Setiap sore, sekitar jam 5, Bocil duduk di depan jendela. Diam. Fokus. Tatapannya lurus ke satu titik di luar pagar.

Dan di sanalah dia...
Si Cinta Tak Terjangkau: kucing betina oranye dari rumah tetangga.

Aku kasih nama dia “Siti”. Bukan nama asli, tapi kayak cocok aja. Siti ini anggun, jalannya pelan, dan suka lewat depan rumah. Setiap kali dia muncul, Bocil langsung meong pendek dan memposisikan diri, duduk tegak seperti ksatria menanti tuannya.

Pernah suatu hari, Siti duduk sebentar di dekat pagar. Bocil langsung panik, loncat-loncat ke kaca, panggil-panggil lewat suara "mweow~" lirih, seperti lagi ngirim puisi dari balik jeruji.

Aku yang nonton cuma bisa ngelus dada.
"Cil, cinta lo gak akan kesampaian kalau cuma tatapan doang, bro."

Akhirnya aku coba bukain pintu. Bocil keluar pelan-pelan... tapi pas nyampe ke Siti?
Langsung nunduk, diem, dan balik badan.
NGGAK NGAPA-NGAPAIN.
Cuma jalan muter, lalu pulang lagi. Mungkin dia gugup. Mungkin dia sadar dirinya belum mapan.

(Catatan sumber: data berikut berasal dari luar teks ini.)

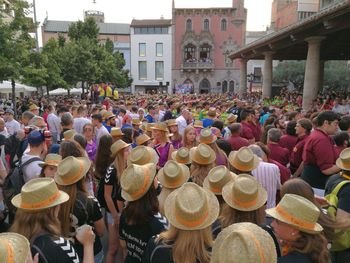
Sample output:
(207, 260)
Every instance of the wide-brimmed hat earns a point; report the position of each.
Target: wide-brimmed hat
(191, 207)
(136, 180)
(198, 124)
(14, 248)
(71, 170)
(173, 174)
(343, 162)
(244, 193)
(142, 155)
(217, 178)
(244, 159)
(117, 146)
(202, 154)
(244, 242)
(39, 194)
(182, 155)
(141, 139)
(116, 132)
(51, 159)
(206, 136)
(298, 212)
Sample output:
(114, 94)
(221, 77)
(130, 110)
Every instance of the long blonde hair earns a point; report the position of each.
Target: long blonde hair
(32, 223)
(188, 246)
(200, 171)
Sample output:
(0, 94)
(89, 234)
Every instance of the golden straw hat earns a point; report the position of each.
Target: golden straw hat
(51, 159)
(217, 178)
(173, 174)
(161, 126)
(39, 194)
(117, 146)
(116, 132)
(244, 159)
(14, 248)
(298, 212)
(191, 207)
(206, 136)
(71, 170)
(244, 193)
(142, 155)
(182, 155)
(141, 139)
(136, 180)
(244, 242)
(343, 162)
(198, 124)
(202, 154)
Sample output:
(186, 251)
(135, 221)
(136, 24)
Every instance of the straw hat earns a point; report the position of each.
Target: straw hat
(198, 124)
(182, 155)
(71, 170)
(173, 174)
(68, 135)
(142, 155)
(161, 126)
(117, 146)
(206, 136)
(51, 159)
(141, 139)
(171, 122)
(191, 207)
(136, 180)
(244, 242)
(244, 159)
(343, 162)
(217, 178)
(244, 193)
(298, 212)
(14, 248)
(202, 154)
(38, 194)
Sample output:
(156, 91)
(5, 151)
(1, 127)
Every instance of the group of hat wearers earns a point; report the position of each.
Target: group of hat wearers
(198, 181)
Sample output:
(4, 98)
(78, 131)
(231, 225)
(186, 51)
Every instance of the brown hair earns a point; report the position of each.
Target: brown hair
(188, 245)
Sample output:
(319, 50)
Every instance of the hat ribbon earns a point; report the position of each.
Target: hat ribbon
(292, 219)
(43, 203)
(257, 244)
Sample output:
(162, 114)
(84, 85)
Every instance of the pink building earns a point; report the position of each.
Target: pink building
(202, 40)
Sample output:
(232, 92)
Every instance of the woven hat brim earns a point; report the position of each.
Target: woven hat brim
(86, 168)
(214, 209)
(184, 179)
(228, 197)
(17, 200)
(129, 198)
(20, 245)
(254, 165)
(273, 213)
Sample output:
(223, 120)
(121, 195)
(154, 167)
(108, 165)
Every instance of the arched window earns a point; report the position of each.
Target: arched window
(223, 25)
(206, 24)
(189, 25)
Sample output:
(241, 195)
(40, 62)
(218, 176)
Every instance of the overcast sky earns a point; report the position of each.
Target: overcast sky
(123, 11)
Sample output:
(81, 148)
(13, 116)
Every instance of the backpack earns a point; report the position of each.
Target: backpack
(14, 181)
(342, 242)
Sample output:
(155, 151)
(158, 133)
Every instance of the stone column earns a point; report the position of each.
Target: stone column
(267, 75)
(312, 71)
(243, 82)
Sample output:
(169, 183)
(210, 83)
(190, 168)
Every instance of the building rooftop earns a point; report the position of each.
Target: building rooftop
(105, 28)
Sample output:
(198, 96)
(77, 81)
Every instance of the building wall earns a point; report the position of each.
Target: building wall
(150, 40)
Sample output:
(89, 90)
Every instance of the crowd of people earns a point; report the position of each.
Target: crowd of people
(175, 178)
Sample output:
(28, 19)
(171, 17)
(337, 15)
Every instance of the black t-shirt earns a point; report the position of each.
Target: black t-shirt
(54, 249)
(343, 194)
(86, 211)
(137, 236)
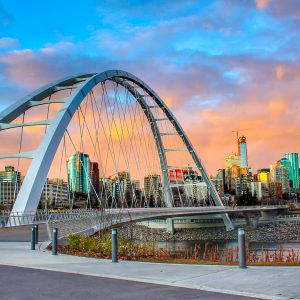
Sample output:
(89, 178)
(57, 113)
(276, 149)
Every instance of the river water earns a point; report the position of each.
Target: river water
(185, 245)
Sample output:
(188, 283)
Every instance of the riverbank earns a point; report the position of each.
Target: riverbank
(287, 231)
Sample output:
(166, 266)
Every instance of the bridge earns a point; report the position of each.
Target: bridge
(84, 126)
(91, 221)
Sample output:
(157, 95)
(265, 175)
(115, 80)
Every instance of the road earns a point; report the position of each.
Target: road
(24, 283)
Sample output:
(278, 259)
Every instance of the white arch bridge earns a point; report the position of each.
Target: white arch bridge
(128, 131)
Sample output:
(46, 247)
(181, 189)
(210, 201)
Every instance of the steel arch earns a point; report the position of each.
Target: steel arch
(35, 178)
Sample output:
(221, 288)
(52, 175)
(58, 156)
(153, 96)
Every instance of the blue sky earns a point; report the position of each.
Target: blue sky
(225, 64)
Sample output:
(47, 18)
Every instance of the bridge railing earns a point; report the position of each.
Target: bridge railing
(10, 219)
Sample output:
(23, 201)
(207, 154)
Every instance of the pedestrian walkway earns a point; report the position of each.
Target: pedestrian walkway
(260, 282)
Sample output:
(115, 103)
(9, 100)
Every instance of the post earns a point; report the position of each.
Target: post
(54, 241)
(242, 248)
(114, 246)
(36, 234)
(33, 238)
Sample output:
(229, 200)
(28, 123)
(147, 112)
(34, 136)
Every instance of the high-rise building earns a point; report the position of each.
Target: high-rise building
(256, 189)
(218, 183)
(242, 185)
(263, 176)
(232, 160)
(79, 173)
(242, 141)
(94, 174)
(10, 175)
(294, 169)
(280, 174)
(152, 184)
(55, 192)
(10, 184)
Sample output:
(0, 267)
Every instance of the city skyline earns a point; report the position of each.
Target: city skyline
(226, 83)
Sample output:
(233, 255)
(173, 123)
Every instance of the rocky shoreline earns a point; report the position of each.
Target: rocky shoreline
(288, 231)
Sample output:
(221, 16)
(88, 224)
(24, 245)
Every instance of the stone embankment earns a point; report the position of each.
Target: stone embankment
(271, 232)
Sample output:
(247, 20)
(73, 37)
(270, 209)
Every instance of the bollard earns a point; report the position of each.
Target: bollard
(54, 241)
(114, 246)
(36, 234)
(242, 248)
(33, 238)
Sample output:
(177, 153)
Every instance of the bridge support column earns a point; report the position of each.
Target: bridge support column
(242, 248)
(170, 226)
(33, 238)
(114, 246)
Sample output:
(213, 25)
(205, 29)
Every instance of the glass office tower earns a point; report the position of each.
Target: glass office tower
(294, 169)
(243, 151)
(79, 172)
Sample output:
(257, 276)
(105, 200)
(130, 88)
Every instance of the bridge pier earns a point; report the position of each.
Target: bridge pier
(170, 226)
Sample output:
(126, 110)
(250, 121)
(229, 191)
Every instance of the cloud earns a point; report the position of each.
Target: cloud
(262, 4)
(6, 42)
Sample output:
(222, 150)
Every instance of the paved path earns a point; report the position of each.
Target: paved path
(40, 284)
(261, 282)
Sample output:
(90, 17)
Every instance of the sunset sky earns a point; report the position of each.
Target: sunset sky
(219, 65)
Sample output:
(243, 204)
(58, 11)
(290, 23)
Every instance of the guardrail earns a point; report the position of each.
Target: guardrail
(9, 219)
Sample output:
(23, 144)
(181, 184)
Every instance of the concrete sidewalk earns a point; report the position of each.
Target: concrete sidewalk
(260, 282)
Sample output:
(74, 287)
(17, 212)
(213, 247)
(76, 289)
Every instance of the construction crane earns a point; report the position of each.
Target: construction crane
(237, 137)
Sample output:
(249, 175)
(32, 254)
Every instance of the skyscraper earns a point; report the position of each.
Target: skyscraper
(294, 169)
(280, 174)
(242, 141)
(79, 172)
(94, 173)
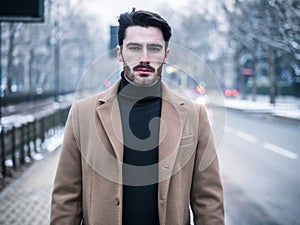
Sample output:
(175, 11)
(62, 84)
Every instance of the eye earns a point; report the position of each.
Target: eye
(134, 48)
(154, 49)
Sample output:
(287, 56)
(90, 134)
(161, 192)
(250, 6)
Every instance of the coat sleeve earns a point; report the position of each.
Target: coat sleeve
(66, 205)
(207, 191)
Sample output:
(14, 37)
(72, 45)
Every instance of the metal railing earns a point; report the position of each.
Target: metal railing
(20, 141)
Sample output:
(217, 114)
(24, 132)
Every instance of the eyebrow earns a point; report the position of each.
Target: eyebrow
(133, 43)
(140, 44)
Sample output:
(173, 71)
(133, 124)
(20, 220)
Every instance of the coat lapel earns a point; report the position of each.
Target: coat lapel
(173, 118)
(109, 114)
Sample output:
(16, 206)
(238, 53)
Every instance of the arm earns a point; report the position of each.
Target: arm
(207, 191)
(66, 206)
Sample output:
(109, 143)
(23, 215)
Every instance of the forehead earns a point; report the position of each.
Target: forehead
(143, 34)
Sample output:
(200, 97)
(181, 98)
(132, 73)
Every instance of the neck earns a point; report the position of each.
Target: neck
(128, 89)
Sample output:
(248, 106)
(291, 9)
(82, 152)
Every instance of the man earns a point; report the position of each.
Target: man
(131, 155)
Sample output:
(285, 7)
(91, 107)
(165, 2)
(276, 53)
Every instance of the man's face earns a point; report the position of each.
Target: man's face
(143, 53)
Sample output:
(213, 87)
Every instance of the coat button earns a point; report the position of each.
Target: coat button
(117, 201)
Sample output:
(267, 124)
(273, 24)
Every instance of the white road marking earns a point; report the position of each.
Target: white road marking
(246, 137)
(280, 150)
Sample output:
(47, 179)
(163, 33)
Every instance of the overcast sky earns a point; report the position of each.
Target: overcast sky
(109, 10)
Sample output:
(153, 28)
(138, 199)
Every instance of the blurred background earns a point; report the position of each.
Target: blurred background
(252, 48)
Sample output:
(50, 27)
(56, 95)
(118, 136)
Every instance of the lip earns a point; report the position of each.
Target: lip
(143, 71)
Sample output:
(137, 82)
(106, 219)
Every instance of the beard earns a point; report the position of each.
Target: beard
(143, 80)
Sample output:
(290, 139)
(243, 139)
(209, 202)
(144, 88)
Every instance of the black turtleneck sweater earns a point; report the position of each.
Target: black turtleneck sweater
(138, 106)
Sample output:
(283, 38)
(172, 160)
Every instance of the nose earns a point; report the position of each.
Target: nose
(145, 57)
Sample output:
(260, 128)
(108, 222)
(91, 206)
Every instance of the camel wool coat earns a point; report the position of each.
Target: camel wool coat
(88, 183)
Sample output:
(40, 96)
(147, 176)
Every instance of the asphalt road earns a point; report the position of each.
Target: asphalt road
(260, 167)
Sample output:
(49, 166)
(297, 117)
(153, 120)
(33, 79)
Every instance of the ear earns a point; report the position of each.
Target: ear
(119, 53)
(166, 56)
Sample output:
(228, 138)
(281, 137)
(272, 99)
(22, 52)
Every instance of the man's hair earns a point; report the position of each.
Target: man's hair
(144, 19)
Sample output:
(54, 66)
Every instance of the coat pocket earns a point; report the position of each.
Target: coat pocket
(186, 140)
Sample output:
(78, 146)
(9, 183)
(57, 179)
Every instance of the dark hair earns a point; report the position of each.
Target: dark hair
(144, 19)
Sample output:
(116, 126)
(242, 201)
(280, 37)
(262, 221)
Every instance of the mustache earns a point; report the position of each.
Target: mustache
(144, 66)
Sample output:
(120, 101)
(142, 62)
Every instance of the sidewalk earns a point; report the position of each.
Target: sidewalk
(26, 201)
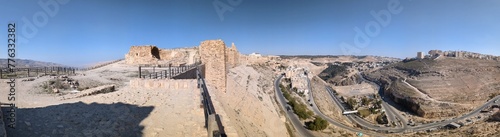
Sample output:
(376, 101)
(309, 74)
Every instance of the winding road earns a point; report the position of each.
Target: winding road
(366, 126)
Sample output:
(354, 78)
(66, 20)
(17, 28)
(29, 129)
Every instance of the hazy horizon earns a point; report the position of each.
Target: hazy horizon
(77, 33)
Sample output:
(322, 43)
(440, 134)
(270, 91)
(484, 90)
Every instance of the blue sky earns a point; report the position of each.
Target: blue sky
(82, 32)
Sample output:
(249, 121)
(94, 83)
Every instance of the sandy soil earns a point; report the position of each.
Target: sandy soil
(125, 112)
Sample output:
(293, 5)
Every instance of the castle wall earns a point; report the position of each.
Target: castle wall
(142, 55)
(213, 54)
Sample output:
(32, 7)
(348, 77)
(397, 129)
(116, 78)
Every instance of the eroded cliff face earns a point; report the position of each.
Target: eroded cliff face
(439, 88)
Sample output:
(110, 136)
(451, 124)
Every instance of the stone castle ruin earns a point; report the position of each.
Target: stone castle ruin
(217, 57)
(152, 55)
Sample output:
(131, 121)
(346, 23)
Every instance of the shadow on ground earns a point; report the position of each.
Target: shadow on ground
(80, 119)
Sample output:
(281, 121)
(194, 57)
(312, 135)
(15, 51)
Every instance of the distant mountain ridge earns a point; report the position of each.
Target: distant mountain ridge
(25, 63)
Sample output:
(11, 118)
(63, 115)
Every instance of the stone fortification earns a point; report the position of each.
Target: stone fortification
(152, 55)
(143, 55)
(213, 54)
(217, 57)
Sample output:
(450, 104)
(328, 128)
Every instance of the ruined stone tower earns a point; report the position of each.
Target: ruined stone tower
(213, 54)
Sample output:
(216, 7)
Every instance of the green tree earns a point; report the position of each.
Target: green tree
(351, 102)
(317, 124)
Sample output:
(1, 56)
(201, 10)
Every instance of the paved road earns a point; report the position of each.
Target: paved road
(297, 124)
(330, 120)
(365, 124)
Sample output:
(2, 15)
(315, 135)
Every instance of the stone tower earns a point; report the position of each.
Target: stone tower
(213, 54)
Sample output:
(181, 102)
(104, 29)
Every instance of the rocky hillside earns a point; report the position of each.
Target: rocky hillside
(439, 88)
(338, 75)
(24, 63)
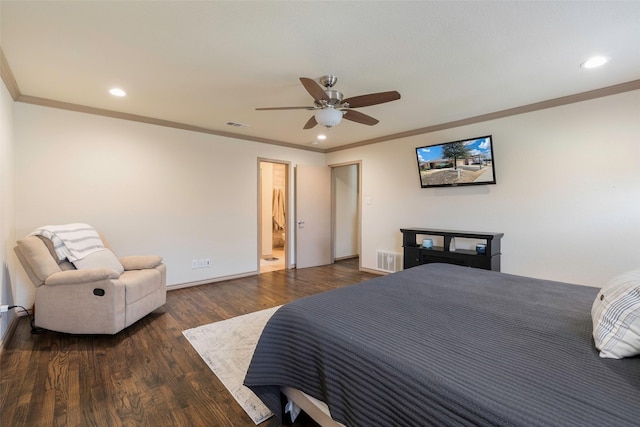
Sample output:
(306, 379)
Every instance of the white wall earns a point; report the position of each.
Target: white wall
(149, 189)
(567, 195)
(7, 231)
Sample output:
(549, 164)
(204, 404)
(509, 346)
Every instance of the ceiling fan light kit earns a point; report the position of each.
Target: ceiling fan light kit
(330, 106)
(328, 117)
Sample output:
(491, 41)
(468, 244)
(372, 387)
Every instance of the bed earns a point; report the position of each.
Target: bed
(444, 345)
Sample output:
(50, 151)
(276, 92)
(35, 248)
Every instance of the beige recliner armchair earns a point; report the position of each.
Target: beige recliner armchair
(101, 300)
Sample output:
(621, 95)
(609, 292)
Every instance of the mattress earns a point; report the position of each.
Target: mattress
(444, 345)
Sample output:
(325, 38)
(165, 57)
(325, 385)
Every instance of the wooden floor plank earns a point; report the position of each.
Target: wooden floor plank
(148, 374)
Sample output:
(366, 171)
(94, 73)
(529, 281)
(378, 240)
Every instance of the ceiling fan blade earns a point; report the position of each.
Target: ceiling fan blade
(372, 99)
(286, 108)
(311, 123)
(314, 89)
(358, 117)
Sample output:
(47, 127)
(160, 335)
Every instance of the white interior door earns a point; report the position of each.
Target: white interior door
(313, 216)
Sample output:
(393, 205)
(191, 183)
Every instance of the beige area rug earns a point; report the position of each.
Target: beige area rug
(227, 347)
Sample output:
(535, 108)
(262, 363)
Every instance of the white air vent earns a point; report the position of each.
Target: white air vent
(237, 125)
(389, 261)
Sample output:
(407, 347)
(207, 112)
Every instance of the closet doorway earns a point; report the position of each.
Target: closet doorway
(273, 178)
(346, 190)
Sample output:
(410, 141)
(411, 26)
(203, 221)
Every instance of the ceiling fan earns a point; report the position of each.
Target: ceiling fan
(330, 106)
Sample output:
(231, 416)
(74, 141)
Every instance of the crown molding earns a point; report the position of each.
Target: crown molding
(7, 77)
(536, 106)
(12, 87)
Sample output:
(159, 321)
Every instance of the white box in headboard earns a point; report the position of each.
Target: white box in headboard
(389, 261)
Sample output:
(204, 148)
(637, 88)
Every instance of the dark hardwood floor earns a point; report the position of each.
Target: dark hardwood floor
(148, 374)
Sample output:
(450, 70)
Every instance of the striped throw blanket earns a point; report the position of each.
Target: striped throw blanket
(72, 241)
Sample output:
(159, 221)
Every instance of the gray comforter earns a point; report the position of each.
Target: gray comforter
(445, 345)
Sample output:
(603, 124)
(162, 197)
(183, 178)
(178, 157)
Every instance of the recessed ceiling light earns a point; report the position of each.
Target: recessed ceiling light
(117, 92)
(594, 62)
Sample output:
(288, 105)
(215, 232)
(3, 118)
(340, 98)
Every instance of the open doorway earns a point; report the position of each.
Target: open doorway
(346, 211)
(272, 209)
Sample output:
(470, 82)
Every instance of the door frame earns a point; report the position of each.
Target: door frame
(334, 213)
(288, 227)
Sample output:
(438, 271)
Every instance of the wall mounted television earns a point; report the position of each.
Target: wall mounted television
(457, 163)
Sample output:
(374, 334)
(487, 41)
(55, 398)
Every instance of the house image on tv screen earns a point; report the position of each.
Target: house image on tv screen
(465, 162)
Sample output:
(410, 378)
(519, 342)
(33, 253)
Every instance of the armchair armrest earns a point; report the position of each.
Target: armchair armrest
(140, 262)
(73, 277)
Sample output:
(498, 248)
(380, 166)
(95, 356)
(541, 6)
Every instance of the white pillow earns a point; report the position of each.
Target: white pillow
(101, 259)
(616, 317)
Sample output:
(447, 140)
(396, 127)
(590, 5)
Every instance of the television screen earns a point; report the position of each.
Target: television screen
(465, 162)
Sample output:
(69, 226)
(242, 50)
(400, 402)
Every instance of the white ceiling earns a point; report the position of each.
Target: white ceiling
(205, 63)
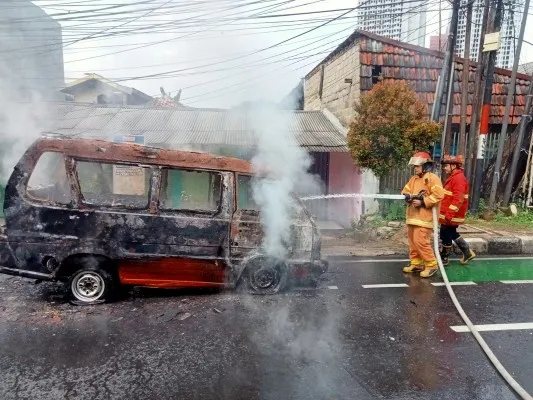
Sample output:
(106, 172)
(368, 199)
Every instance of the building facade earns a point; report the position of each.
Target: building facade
(438, 43)
(96, 89)
(399, 20)
(511, 20)
(31, 53)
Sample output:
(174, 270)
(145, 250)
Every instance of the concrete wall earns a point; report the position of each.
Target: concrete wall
(31, 53)
(337, 95)
(338, 98)
(344, 177)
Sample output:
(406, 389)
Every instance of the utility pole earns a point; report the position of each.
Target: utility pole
(466, 75)
(524, 122)
(485, 113)
(440, 24)
(447, 63)
(447, 130)
(476, 104)
(508, 103)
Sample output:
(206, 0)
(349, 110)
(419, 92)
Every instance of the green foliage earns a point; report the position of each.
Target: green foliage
(390, 124)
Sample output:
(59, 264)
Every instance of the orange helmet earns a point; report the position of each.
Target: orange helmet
(457, 160)
(420, 158)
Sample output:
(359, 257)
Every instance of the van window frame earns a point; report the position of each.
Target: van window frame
(82, 204)
(237, 201)
(163, 182)
(34, 200)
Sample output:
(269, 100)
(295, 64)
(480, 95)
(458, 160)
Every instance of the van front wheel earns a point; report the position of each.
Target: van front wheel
(89, 286)
(266, 276)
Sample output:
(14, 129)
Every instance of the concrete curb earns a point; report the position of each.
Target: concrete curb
(504, 245)
(499, 245)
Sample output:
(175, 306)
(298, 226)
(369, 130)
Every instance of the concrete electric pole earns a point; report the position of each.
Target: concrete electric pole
(491, 45)
(503, 136)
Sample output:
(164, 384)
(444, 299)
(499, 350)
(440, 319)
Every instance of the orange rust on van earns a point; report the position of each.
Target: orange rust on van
(128, 152)
(172, 273)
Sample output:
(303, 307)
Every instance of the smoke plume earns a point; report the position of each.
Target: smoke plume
(282, 168)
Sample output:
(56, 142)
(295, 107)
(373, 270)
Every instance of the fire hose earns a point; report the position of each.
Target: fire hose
(488, 352)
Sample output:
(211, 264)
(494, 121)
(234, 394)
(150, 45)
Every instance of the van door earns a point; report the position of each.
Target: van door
(246, 228)
(190, 231)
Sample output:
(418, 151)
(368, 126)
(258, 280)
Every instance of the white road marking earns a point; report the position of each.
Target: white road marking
(494, 327)
(396, 260)
(454, 283)
(384, 285)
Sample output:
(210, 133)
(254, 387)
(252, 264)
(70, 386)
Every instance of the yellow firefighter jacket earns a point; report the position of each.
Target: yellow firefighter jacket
(422, 216)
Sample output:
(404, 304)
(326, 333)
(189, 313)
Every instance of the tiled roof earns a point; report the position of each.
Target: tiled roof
(173, 127)
(421, 66)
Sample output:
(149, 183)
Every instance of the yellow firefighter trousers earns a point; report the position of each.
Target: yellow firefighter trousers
(420, 251)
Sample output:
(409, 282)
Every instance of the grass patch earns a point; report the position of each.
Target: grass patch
(523, 220)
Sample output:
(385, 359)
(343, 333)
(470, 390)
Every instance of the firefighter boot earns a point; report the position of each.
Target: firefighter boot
(445, 254)
(468, 255)
(413, 268)
(429, 272)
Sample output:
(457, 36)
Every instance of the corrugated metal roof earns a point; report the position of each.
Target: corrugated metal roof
(311, 129)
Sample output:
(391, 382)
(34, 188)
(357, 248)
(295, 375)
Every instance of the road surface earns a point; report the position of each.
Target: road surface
(367, 332)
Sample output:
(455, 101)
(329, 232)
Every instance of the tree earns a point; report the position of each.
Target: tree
(390, 124)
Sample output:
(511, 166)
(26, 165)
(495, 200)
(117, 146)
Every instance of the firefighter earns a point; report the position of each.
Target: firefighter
(453, 209)
(423, 192)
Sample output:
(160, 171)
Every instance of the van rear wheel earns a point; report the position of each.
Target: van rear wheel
(91, 285)
(266, 276)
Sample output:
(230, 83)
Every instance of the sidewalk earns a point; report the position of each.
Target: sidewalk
(482, 240)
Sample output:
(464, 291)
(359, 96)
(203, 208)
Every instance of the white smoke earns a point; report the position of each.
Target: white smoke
(282, 168)
(21, 123)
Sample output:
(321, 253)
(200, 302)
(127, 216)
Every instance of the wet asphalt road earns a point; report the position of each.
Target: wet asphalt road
(340, 341)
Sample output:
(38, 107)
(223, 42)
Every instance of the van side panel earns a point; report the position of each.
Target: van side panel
(173, 273)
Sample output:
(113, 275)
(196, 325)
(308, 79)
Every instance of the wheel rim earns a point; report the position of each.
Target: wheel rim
(265, 278)
(88, 286)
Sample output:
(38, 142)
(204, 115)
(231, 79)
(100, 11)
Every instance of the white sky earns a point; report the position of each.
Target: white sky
(219, 61)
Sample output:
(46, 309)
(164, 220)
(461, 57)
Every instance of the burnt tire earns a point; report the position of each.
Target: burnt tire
(266, 276)
(91, 285)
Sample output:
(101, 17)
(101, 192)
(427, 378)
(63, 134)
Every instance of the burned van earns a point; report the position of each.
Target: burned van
(99, 215)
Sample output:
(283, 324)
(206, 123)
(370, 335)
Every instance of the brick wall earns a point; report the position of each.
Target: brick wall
(337, 95)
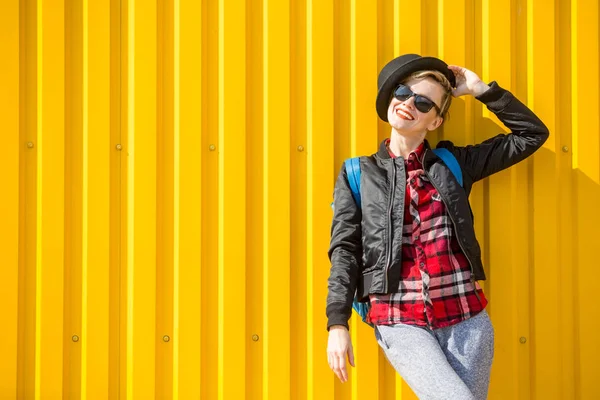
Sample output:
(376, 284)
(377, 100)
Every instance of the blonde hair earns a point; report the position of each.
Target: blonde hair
(442, 80)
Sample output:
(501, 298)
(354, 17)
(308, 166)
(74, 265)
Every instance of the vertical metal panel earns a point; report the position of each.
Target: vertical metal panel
(168, 167)
(12, 152)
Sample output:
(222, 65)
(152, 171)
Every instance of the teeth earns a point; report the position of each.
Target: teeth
(399, 111)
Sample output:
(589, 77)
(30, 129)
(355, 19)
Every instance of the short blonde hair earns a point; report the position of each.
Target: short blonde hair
(442, 80)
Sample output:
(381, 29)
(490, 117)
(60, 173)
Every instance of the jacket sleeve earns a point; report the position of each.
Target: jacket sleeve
(528, 133)
(345, 251)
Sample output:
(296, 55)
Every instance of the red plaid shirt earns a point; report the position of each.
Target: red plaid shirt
(435, 289)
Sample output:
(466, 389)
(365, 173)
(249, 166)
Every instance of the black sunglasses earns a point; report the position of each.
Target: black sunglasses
(422, 103)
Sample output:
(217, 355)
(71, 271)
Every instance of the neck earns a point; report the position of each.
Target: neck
(403, 145)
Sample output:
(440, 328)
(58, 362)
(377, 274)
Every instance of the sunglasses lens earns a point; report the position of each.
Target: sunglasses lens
(423, 104)
(402, 93)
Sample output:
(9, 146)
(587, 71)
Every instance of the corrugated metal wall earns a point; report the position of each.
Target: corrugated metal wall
(167, 168)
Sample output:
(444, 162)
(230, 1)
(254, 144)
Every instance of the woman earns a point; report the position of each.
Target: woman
(410, 249)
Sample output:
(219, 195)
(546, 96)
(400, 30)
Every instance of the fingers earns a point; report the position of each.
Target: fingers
(337, 363)
(338, 368)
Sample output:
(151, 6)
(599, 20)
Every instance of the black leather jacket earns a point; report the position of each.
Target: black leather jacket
(365, 249)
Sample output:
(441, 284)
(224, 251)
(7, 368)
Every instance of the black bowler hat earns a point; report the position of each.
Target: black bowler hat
(401, 68)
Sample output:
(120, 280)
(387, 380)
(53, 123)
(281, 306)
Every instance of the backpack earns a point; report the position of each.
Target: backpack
(353, 172)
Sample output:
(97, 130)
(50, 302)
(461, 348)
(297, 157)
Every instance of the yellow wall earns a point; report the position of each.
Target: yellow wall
(167, 168)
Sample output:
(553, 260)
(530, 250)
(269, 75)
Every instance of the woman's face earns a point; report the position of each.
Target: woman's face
(405, 118)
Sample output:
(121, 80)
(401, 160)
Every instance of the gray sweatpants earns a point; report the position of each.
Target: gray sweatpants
(446, 363)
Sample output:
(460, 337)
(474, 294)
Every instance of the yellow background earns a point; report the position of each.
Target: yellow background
(167, 169)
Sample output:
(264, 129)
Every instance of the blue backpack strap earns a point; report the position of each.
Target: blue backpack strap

Yang bikin tambah kasihan, suatu hari Siti lewat sambil digandeng kucing jantan lain. Warnanya hitam legam, badannya gede, dan jalannya pede. Bocil ngintip dari balik gorden…
dan diem.
Gak meong, gak gerak.
Cuma... termenung.

Sejak itu, tiap Siti lewat, Bocil hanya menatap dengan penuh luka lama. Dia udah gak ngejar, gak meong.
Hanya... melihat.

Mungkin cinta pertama Bocil memang tragis. Tapi dia tetap setia duduk di depan jendela. Siapa tahu, suatu hari nanti…
Siti kembali tanpa si cowok hitam.
Dan cinta Bocil... punya kesempatan kedua.